Low-stress Microfluidic Density-gradient Centrifugation for Blood Cell Sorting

• Published in: Biomedical microdevices Vol. 20; no. 3; pp. 77 - 10
• Main Authors: Sun, Yuxi, Sethu, Palaniappan
• Format: Journal Article
• Language: English
• Published: New York Springer US 01.09.2018; Springer Nature B.V
• Subjects: Activation; Automation; Biological and Medical Physics; Biomedical Engineering and Bioengineering; Biophysics; Blood; Cell Separation; Centrifugal force; Centrifugation; Centrifugation, Density Gradient; Centrifuges; Density; Engineering; Engineering Fluid Dynamics; Equipment Design; Erythrocytes; Erythrocytes - cytology; Ficoll - chemistry; Humans; Lab-On-A-Chip Devices; Laminar flow; Leukocytes (mononuclear); Leukocytes, Mononuclear - cytology; Lysis; Microfluidics; Monocytes; Monocytes - cytology; Nanotechnology; Peripheral blood mononuclear cells; Preservation; Stress; Stresses; Subpopulations; Density gradient centrifugation; Cell sorting; Microfluidic cell sorting; Cell separations; Leukocyte activation
• ISSN: 1387-2176; 1572-8781; 1572-8781
• DOI: 10.1007/s10544-018-0323-3

Density gradient centrifugation exploits density differences between different blood cells to accomplish separation of peripheral blood mononuclear cells (PBMCs) from polymorphonuclear (PNM) cells, and erythrocytes or red blood cells (RBCs). While density gradient centrifugation offers a label-free alternative avoiding the use of harsh lysis buffers for blood cell isolation, it is a time-consuming and labor-intensive process during which blood cells are subject to high-levels of centrifugal force that can artifactually activate cells.
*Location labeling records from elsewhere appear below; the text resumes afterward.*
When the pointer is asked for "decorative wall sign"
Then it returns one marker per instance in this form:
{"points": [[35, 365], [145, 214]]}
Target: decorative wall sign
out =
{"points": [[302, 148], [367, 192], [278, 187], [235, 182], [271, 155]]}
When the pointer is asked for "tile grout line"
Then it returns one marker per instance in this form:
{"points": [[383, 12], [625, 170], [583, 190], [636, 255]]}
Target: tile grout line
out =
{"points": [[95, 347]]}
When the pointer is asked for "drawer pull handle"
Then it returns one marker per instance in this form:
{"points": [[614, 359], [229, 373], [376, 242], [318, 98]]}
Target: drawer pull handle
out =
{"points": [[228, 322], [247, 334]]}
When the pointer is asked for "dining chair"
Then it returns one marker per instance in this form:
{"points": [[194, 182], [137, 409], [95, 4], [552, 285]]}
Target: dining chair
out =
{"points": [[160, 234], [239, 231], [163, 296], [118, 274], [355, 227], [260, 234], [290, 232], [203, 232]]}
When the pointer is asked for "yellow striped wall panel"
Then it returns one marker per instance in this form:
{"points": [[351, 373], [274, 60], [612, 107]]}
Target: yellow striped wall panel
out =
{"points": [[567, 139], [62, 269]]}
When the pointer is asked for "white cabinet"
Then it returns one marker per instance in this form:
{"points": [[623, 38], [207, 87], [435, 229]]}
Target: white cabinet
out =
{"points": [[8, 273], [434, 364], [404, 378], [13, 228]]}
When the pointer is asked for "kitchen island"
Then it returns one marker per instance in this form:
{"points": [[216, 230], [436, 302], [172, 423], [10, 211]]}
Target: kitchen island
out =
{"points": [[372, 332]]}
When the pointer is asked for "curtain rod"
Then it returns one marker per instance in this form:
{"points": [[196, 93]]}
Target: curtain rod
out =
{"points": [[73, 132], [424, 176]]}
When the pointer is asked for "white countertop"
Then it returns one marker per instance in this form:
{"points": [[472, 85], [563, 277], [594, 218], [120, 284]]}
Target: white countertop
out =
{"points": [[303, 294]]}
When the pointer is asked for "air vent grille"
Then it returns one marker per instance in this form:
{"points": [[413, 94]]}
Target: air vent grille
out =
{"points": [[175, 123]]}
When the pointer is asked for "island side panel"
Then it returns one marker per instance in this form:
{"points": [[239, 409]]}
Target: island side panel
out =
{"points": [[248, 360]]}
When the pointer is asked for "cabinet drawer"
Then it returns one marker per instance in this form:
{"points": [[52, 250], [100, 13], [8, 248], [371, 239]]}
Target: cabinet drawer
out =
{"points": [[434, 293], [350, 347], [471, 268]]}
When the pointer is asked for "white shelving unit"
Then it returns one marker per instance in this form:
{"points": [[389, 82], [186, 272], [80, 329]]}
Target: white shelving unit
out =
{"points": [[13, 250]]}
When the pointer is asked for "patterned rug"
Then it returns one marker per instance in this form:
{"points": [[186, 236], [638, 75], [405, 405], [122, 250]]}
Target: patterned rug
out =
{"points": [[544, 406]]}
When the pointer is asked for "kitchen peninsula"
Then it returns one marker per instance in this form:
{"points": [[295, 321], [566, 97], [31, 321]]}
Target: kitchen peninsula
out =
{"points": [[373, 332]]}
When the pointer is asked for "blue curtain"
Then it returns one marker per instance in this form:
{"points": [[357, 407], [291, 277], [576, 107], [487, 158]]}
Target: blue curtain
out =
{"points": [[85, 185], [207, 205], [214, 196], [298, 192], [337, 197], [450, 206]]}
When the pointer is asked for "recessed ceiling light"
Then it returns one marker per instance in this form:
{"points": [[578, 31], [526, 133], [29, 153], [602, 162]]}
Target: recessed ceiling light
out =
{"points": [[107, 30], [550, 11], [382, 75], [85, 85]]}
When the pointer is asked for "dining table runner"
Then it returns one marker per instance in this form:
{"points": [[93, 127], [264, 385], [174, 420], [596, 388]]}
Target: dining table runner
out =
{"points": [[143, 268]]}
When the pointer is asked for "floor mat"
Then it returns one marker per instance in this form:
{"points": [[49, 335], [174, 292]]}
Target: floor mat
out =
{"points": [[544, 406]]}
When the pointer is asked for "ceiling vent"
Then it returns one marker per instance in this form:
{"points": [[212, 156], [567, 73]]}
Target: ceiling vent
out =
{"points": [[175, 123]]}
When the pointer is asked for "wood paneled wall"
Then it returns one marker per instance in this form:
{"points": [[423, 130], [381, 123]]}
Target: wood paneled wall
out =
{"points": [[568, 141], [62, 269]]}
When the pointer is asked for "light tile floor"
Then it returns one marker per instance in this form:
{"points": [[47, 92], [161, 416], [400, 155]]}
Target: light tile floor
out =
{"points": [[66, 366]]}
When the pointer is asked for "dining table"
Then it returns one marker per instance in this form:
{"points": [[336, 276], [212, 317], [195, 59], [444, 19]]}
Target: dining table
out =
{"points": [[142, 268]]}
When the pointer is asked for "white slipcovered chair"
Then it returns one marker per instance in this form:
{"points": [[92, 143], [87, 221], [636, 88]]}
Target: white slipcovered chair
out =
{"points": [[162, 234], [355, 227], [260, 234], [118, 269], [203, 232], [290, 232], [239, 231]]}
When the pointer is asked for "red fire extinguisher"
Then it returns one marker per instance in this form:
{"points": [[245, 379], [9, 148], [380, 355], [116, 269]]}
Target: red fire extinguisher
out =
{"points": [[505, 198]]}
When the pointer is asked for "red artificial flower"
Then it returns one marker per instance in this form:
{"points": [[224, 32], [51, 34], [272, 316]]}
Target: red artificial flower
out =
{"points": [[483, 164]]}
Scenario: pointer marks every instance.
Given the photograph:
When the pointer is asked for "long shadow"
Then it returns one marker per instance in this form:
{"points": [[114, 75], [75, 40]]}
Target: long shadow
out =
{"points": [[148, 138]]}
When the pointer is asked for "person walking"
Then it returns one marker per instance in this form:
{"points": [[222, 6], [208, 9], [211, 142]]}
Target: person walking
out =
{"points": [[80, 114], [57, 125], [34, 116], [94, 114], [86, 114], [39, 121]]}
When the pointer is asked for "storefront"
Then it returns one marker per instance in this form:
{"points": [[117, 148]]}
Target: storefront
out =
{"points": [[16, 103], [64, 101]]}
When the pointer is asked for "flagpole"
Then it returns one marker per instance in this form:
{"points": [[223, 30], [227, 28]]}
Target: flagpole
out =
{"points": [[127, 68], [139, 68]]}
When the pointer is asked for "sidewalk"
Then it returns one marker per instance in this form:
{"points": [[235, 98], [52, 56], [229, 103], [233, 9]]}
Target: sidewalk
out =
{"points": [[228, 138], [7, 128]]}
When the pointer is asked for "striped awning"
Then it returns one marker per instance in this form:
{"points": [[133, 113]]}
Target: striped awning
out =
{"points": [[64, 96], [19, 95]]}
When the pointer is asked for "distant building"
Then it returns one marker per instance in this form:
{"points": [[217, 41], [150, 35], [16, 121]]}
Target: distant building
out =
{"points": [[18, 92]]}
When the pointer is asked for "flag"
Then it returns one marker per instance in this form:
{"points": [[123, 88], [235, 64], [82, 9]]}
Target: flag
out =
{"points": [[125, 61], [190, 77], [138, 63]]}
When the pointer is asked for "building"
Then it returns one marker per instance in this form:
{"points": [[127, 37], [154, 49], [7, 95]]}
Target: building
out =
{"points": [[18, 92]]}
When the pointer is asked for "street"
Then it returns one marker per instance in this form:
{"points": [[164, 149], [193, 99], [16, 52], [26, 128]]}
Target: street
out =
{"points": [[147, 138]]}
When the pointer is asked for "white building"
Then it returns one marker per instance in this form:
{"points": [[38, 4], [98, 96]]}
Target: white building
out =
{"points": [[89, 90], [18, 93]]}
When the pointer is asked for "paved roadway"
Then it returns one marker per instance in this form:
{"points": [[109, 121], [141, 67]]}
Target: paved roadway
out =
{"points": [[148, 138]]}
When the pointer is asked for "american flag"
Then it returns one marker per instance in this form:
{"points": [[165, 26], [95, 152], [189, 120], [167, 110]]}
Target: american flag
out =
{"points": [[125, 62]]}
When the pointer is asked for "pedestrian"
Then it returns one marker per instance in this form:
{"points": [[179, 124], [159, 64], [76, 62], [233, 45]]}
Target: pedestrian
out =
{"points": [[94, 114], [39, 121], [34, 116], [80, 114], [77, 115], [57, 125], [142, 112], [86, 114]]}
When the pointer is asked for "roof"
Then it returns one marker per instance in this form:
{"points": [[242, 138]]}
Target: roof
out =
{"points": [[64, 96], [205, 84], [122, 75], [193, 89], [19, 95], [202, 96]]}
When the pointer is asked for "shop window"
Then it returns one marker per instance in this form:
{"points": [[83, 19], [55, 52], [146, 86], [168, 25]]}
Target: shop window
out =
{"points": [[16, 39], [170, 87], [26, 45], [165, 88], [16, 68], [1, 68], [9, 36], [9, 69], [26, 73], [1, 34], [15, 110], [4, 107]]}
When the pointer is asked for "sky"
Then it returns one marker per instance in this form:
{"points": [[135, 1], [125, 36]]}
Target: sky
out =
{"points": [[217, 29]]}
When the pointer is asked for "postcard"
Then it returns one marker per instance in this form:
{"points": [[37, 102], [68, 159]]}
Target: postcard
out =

To provide a low-stress alternative to this elegant method, we miniaturized and automated this process using microfluidics to ensure continuous PBMCs isolation from whole blood while avoiding the exposure to high-levels of centrifugal stress in a simple flow-through format. Within this device, a density gradient is established by exploiting laminar flow within microfluidic channels to layer a thin stream of blood over a larger stream of Ficoll. Using this approach we demonstrate successful isolation of PBMCs from whole blood with preservation of monocytes and different lymphocyte subpopulations similar to that seen with conventional density gradient centrifugation. Evaluation of activation status of PBMCs isolated using this technique shows that our approach achieves minimal isolation process induced activation of cells in comparison to conventional lysis or density gradient centrifugation. This simple, automated microfluidic density gradient centrifugation technique can potentially serve as tool for rapid and activation-free technique for isolation of PBMCs from whole blood for point-of-care applications.